When a resident of an assisted living facility who had been approved previously for personal care services hours is later denied those hours on another assessment, it is almost impossible for the facility to discharge them due to state and federal regulations stipulating that discharged residents have to have other options for housing. But many recipients of Medicaid who live in assisted living facilities do not have such options. Providers then have to absorb the cost of take care of those residents even though they have not received any funding to cover them.

The changes to how patients are evaluated were made in June 2015, shortly before the state submitted a Medicaid reform proposal to the federal government. Almost 2 million people, including low-income seniors, children, and people with disabilities, are enrolled in Medicaid in North Carolina. However, according to North Carolina Health News, the proposal did not contain an expansion to Medicaid "to cover low-income working adults, a change that's permitted under the Affordable Care Act."

"Starting with the 2013 budget, the General Assembly knew we needed to start thinking about the reform of the state Department of Health and Human Services," commented Ciara Zachary, policy analyst at the North Carolina Justice Center's Health Advocacy Project.

"There have been a lot of issues in terms of controlling cost and quality of care. The other complicated issue politically is: Can that reform include Medicaid expansion? We haven't done that."

It is likely that a court case settled early in 2016 will play a part in the state's approval of fewer personal care services hours for in-home recipients too, according to Carolina Public Press.

"Pettigrew v. Brajer, filed in 2011 as Pashby v.
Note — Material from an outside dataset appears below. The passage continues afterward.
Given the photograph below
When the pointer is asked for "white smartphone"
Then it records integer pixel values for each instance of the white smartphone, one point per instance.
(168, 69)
Wos, was a class-action lawsuit that alleged that the state made it more difficult for Medicaid recipients to receive personal care services in their homes than it was to receive approval for those same services in assisted living facilities because recipients were being assessed under different criteria in each setting," said the news service.

The DHHS Division of Medical Assistance agreed in settling the case to make sure that the criteria used in evaluations were always the same regardless of setting. The state has decided to use the more restrictive criteria, and Liberty will soon evaluate all personal care services applicants according to those guidelines.